Les catholiques en Inde représentent 1.5% de la population, soit 15 millions d’Indiens convertis au catholicisme depuis que saint Thomas l’apôtre serait venu y annoncer la Bonne Nouvelle.

Au 16èmesiècle, saint François-Xavier fut le premier missionnaire jésuite à évangéliser les pauvres pêcheurs de perles de Ceylan. Mais ce n’est qu’en 1924 que les jésuites espagnols fondent des missions dans le nord de l’Inde.

Il en existe aujourd’hui 324 au Gujarat qui a vu son premier diocèse naître en 1934.

Depuis 2003, c’est Monseigneur Thomas Macwan, lui-même ancien intouchable, qui en est le premier évêque local. Un parcours exemplaire qui encourage les vocations.

Dans les années 60, des prêtres jésuites du sud de l’Inde viennent poursuivre au nord l’œuvre missionnaire désormais refusée aux missionnaires européens.

L’éducation, le développement social et économique sont les principales voies d’action de l’Eglise catholique en Inde car les pauvres et les intouchables n’y ont pas accès.

Tout en rappelant l’histoire d’une évangélisation toujours active notamment à travers la formation du clergé local au séminaire, le réalisateur Emmanuel-François Sappey nous emmène sur une mission jésuite au cœur d’une école.

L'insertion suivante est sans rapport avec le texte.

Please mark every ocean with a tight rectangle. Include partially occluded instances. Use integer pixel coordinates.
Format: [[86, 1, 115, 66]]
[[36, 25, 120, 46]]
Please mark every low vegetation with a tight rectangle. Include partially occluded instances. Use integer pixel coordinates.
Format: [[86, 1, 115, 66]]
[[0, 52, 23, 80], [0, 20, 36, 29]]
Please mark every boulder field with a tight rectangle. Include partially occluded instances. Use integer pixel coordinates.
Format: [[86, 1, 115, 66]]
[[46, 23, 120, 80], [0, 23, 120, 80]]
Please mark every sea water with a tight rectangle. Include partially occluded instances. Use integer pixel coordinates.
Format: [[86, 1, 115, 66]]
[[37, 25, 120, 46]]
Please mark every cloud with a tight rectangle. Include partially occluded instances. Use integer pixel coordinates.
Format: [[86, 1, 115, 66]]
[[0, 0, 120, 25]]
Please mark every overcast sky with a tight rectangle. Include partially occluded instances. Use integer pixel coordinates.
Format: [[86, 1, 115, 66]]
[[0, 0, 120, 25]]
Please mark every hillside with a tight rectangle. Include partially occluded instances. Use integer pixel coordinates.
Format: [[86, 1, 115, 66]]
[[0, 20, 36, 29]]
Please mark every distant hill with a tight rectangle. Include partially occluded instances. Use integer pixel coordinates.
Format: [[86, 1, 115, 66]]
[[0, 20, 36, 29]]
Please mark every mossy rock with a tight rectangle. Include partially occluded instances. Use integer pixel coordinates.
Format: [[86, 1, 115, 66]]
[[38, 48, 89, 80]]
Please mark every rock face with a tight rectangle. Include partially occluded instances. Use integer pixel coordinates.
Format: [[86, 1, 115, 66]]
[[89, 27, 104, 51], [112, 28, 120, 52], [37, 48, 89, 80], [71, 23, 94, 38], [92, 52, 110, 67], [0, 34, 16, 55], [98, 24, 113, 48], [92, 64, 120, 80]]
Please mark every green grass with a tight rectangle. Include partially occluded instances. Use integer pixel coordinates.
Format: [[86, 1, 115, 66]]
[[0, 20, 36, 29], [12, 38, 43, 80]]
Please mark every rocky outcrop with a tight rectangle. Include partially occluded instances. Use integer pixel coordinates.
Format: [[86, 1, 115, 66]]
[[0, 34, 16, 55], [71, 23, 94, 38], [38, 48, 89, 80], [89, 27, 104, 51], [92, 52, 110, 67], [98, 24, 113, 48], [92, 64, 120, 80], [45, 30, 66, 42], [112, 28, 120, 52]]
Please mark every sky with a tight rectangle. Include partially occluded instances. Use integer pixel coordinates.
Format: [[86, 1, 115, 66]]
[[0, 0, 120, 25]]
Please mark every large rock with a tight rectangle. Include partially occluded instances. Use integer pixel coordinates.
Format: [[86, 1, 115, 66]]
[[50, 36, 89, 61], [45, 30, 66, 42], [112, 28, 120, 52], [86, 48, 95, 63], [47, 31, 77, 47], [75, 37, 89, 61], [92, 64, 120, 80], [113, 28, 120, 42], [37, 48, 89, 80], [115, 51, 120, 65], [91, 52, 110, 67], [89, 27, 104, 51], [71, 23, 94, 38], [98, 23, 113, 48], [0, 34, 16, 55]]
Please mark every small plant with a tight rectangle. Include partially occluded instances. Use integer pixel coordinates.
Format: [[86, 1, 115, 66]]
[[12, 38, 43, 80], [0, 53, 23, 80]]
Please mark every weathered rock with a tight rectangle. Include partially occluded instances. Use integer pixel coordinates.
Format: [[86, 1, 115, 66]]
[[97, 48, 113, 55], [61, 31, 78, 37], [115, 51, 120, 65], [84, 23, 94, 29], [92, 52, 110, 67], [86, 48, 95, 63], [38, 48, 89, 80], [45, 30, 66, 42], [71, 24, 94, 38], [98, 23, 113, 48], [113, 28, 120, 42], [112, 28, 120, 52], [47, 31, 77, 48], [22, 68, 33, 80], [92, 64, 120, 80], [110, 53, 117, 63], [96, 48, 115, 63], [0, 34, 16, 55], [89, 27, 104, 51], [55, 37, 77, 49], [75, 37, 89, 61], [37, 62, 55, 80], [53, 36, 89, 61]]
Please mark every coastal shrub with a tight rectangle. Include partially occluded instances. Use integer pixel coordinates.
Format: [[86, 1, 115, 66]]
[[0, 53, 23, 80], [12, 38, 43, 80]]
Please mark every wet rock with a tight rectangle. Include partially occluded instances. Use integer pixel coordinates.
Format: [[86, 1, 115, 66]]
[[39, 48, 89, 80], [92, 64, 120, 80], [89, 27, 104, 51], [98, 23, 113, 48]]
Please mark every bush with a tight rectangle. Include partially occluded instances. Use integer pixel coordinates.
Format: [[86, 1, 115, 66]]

Eglise des pauvres, l’Eglise en Inde s’affronte ainsi au système politique dominant des castes. A la suite de son évêque Mgr Thomas Macwan, le diocèse se sent appeler à travailler à l’évangélisation, à amener le Christ aux plus pauvres des pauvres pour œuvrer à une société plus humaine et plus égalitaire.

Voir la vidéo (cliquer le lien ci-dessous)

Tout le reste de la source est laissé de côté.